Here it is for your viewing pleasure:
The best way to defend Graham is to get physical with him. In studying some of his worst games, the thing I noticed was that teams who had physical, bigger secondary players had success against him. The New England Patriots held him without a catch in Week Six last season in large part because corner Aqib Talib was able to match up with him in man coverage. He got physical with him and his strength really played into his ability to match up.
When Graham did shake free, Talib was able to run with him and he's a tall corner at 6-2, which helped.
Here's a look at a few plays that show his physical play slowing down Graham.

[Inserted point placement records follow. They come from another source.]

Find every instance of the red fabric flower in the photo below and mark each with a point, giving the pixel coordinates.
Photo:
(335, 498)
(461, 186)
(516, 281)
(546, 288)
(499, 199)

Seattle also did a nice job on Graham in the playoffs last season. They held Graham to one catch for six yards. Like Talib, its defensive backs got physical with him.
The Seattle Seahawks have the big corners and the tough safeties who can match up with him and run with him. They also doubled him some as well. I will say this, there were plays where Graham was open in that game, but the pressure up front either forced Brees out or forced him to get the ball out quicker.
I think getting defensive ends and linebackers to chuck him as he gets into his routes is another way to slow him down. The Patriots did some of that with Chandler Jones last season. Even the Falcons have had some of their best plays defending him when they get their hands on him.
The problem now with the way Talib played him last year is that the league is expected to call it a lot closer in the secondary -- if the preseason is an indication. Talib probably would not have been able to get away with being so physical now.
The Falcons really don't have a big, physical corner. Could they put second-year corner Desmond Trufant , a rising star, on him? Maybe, but he's only 5-11. They did have some success in the opener in 2013 with linebacker Kroy Biermann getting physical with him, but he's coming off a torn Achilles tendon.
Moore has really struggled when matched with Graham, getting eaten alive by the double moves. New free safety Dwight Lowery has some range and is physical, but he's only 5-11.
So you see the challenge for the Falcons? They can double him, but Brees will kill them with his outside receivers if that happens, and he has more speed now than in recent years. Even so, I would take my chances with that.
Taking away Graham -- or I should say trying to take him away -- has to be priority No 1 for the Falcons.